Te Pūkenga releases updated financial forecast
Te Pūkenga Council today approved an updated financial forecast, following a focused reset and work with the organisation’s head office, ITPs and WBL.
Te Pūkenga Council has today approved an updated financial forecast, following a focused reset and work with the organisation’s head office, Institutes of Technology and Polytechnics (ITPs) and Work Based Learning (WBL).
Te Pūkenga Acting Chief Executive Peter Winder says the organisation is committed to addressing its short-term financial situation and moving towards a sustainable network of tertiary provision.
“We are now forecasting a deficit of around $63 million, which is close to the budgeted deficit of $59 million we began the year with. This has been achieved through holding vacancies, prudent cost and expenditure controls right across our network, the reprioritisation of our work in head office, and a larger than budgeted operating surplus from work-based learning.” he says.

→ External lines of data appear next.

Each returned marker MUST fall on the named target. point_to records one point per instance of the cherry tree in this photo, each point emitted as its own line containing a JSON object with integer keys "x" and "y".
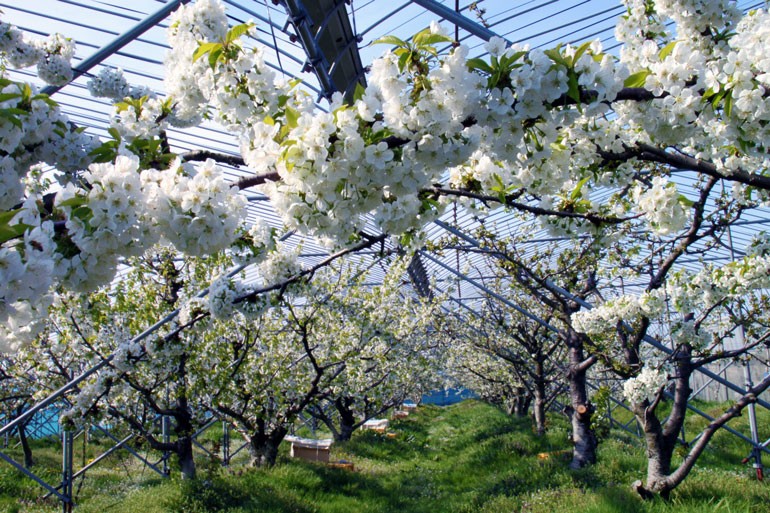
{"x": 524, "y": 126}
{"x": 395, "y": 352}
{"x": 540, "y": 132}
{"x": 508, "y": 357}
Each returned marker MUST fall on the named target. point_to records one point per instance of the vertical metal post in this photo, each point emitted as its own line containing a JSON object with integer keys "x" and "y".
{"x": 7, "y": 434}
{"x": 66, "y": 483}
{"x": 166, "y": 435}
{"x": 225, "y": 443}
{"x": 756, "y": 453}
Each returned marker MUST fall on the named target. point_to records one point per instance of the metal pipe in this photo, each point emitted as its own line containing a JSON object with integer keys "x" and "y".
{"x": 18, "y": 466}
{"x": 66, "y": 483}
{"x": 299, "y": 18}
{"x": 756, "y": 452}
{"x": 225, "y": 444}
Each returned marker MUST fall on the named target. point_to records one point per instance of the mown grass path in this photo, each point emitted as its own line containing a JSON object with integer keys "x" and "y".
{"x": 465, "y": 458}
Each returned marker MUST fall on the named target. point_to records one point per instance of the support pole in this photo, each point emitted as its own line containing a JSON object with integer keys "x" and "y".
{"x": 66, "y": 483}
{"x": 166, "y": 434}
{"x": 756, "y": 452}
{"x": 225, "y": 444}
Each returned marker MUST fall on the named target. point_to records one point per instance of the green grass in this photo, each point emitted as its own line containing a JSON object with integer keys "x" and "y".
{"x": 460, "y": 459}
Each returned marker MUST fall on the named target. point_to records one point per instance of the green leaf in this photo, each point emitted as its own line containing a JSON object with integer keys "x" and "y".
{"x": 4, "y": 113}
{"x": 10, "y": 232}
{"x": 114, "y": 133}
{"x": 292, "y": 116}
{"x": 358, "y": 92}
{"x": 728, "y": 103}
{"x": 666, "y": 50}
{"x": 9, "y": 96}
{"x": 577, "y": 193}
{"x": 423, "y": 39}
{"x": 214, "y": 57}
{"x": 5, "y": 217}
{"x": 390, "y": 40}
{"x": 637, "y": 79}
{"x": 205, "y": 48}
{"x": 73, "y": 202}
{"x": 403, "y": 60}
{"x": 237, "y": 31}
{"x": 573, "y": 88}
{"x": 480, "y": 65}
{"x": 580, "y": 51}
{"x": 685, "y": 201}
{"x": 555, "y": 55}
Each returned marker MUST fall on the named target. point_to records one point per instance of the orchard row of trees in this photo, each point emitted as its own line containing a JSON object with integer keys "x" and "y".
{"x": 588, "y": 145}
{"x": 333, "y": 349}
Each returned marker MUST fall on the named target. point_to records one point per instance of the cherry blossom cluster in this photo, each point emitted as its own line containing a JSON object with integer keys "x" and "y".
{"x": 51, "y": 55}
{"x": 646, "y": 385}
{"x": 665, "y": 209}
{"x": 34, "y": 130}
{"x": 194, "y": 207}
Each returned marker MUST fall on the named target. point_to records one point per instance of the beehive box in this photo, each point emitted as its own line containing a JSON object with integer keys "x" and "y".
{"x": 378, "y": 425}
{"x": 310, "y": 449}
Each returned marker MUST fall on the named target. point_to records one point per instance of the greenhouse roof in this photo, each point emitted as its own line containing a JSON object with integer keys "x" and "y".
{"x": 328, "y": 45}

“The revised forecast is a significant shift considering that revenue from domestic ITP enrolments is down $50.9m on last year.
“The revised forecast is not without risk. It includes potential revenue from two land sales that we expect to be completed by the end of year, but they may not be.”
“The revised forecast is a significant step towards the longer-term sustainability of Te Pūkenga. The next step is to complete the financial strategy which brings together the transition and transformation of Te Pūkenga and responds to the Unified Funding System, which comes into effect next year.”
“The Unified Funding Scheme will significantly increase funding per learner for in-work learning, while reducing funding per learner for campus-based and online options. We need to respond in a way that enables us to respond to this and to future economic cycles.
“We will continue to work together with our network to carefully manage our financial situation. Our ability to deliver the skills New Zealand needs now and in the future depends upon a model that is fiscally responsible and sustainable,” he says.